Aku menggeleng cepat, “Kamu tahu aku kan? Aku yakin kamu juga tidak ikut,” lanjutku.
Satya nyengir.
“Ini kan sudah mau ujian, kata temen-temen yang ikut les bakal dapat bocoran dari Pak Parno untuk soal matematika,” imbuh Satya. Mendadak sebuah buku mendarat di pundak Satya.
“Ngawur!”
Elmo menyambar cepat lalu mendekat ke arah kami. Setengah berbisik dia berujar, “Bukan dapat bocoran. Itu soal kan dibuat Dinas Pendidikan, ada tim guru tingkat kota dan Pak Parno tidak masuk di dalamnya. Jadi bukan bocoran.”
Aku dan Satya berpandangan lalu mangut-mangut. “Yang benar ... Pak Parno membantu memberikan kunci jawaban. Jadi dia lihat soalnya, lalu dia ikut mengerjakan, lalu dibagi ke murid yang ikut les saat ujian berlangsung,” bisik Elmo.
“Hah?
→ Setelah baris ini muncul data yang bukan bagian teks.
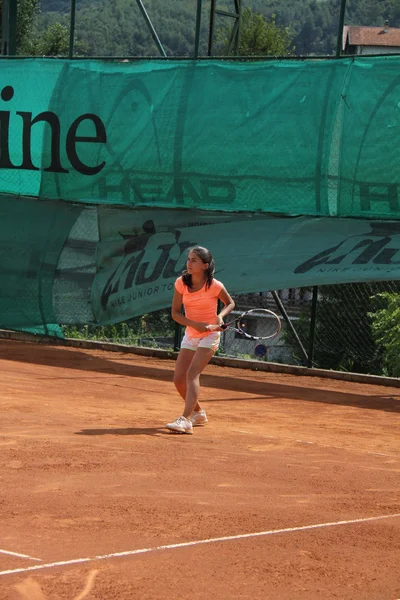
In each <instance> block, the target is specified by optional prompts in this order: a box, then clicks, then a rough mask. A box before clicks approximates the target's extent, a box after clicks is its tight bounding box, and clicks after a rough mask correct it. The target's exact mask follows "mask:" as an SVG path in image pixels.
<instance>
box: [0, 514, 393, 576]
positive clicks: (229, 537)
mask: <svg viewBox="0 0 400 600" xmlns="http://www.w3.org/2000/svg"><path fill="white" fill-rule="evenodd" d="M395 517H400V513H396V514H393V515H382V516H379V517H367V518H365V519H352V520H350V521H336V522H334V523H318V524H317V525H304V526H303V527H288V528H287V529H272V530H270V531H258V532H256V533H242V534H239V535H229V536H226V537H220V538H208V539H206V540H195V541H193V542H182V543H181V544H168V545H167V546H153V548H140V549H139V550H126V551H125V552H114V553H112V554H103V555H99V556H93V557H91V558H74V559H72V560H61V561H59V562H54V563H47V564H44V565H35V566H34V567H26V568H21V569H10V570H9V571H0V575H13V574H14V573H27V572H28V571H39V570H41V569H52V568H53V567H63V566H66V565H76V564H81V563H87V562H94V561H96V560H107V559H108V558H121V557H123V556H134V555H135V554H146V553H147V552H158V551H159V550H175V549H176V548H188V547H189V546H200V545H201V544H214V543H216V542H229V541H233V540H243V539H247V538H253V537H261V536H265V535H274V534H276V533H293V532H296V531H307V530H309V529H321V528H322V527H335V526H337V525H353V524H354V523H367V522H368V521H380V520H382V519H394V518H395Z"/></svg>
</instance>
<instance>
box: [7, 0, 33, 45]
mask: <svg viewBox="0 0 400 600" xmlns="http://www.w3.org/2000/svg"><path fill="white" fill-rule="evenodd" d="M39 2H40V0H18V4H17V33H16V46H17V53H18V54H23V51H24V49H25V44H26V41H27V40H28V39H29V38H30V37H31V36H32V31H33V27H34V21H35V18H36V16H37V15H38V14H39V12H40V10H39ZM2 19H3V0H0V29H1V27H2Z"/></svg>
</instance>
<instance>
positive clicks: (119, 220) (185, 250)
mask: <svg viewBox="0 0 400 600" xmlns="http://www.w3.org/2000/svg"><path fill="white" fill-rule="evenodd" d="M0 202H1V203H0V206H1V219H0V269H1V281H2V285H1V286H0V309H1V310H0V327H1V328H4V329H18V330H20V329H22V330H25V331H31V332H35V333H43V334H44V333H45V334H52V335H61V330H60V329H59V325H64V324H68V325H71V324H99V325H105V324H108V323H115V322H120V321H125V320H128V319H130V318H131V317H135V316H139V315H143V314H145V313H149V312H152V311H154V310H157V309H160V308H166V307H169V306H170V305H171V300H172V295H173V290H174V282H175V280H176V278H177V277H179V276H180V275H181V273H182V270H183V269H184V268H185V263H186V258H187V255H188V250H189V249H190V248H191V247H193V246H195V245H198V244H200V245H204V246H206V247H208V248H209V249H210V250H211V252H212V253H213V255H214V258H215V261H216V277H217V279H220V280H221V281H222V282H223V283H224V284H225V285H226V287H227V289H228V290H229V291H230V292H231V293H246V292H262V291H268V290H277V289H287V288H291V287H305V286H312V285H321V286H322V285H325V284H338V283H348V282H365V281H385V280H389V281H390V280H400V223H399V222H398V221H383V220H365V219H347V218H335V219H333V218H331V217H306V216H301V217H286V216H278V215H275V216H273V215H261V214H257V215H256V214H252V213H240V214H233V213H227V212H223V211H219V212H216V211H213V212H210V211H198V210H183V209H161V208H137V209H131V208H120V207H117V206H102V205H98V206H96V205H84V204H82V203H72V202H60V201H59V200H54V201H44V200H38V199H34V198H19V199H16V198H15V197H14V196H0Z"/></svg>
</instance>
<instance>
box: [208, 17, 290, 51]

Sumpah?” Aku setengah tidak percaya.
“Kamu pikir nilai 9 matematikaku di catur wulan kemarin dapat dari mana?” Elmo terkekeh. Aku terdiam. Kalau pun Elmo lebih pandai daripada aku dalam hal matematika, dia bukan jenis yang jago pula. Nilainya kadang hanya 7 atau 6, sementara aku di bawah itu. Elmo memang sudah ikut les ke Pak Parno sejak awal tahun pelajaran. Hebatnya, bukan murid lesnya yang datang ke Pak Parno seperti anak-anak lain, tetapi Pak Parno datang ke rumah Elmo. Ya, khusus Elmo, tidak untuk anak-anak lain. Mungkin bayarannya juga berbeda.
“Uang memang bisa menyelesaikan segalanya ya ... hahaha ....” celetuk Satya tertawa nyengir. Elmo mendelik yang membuat Satya langsung menutup mulutnya.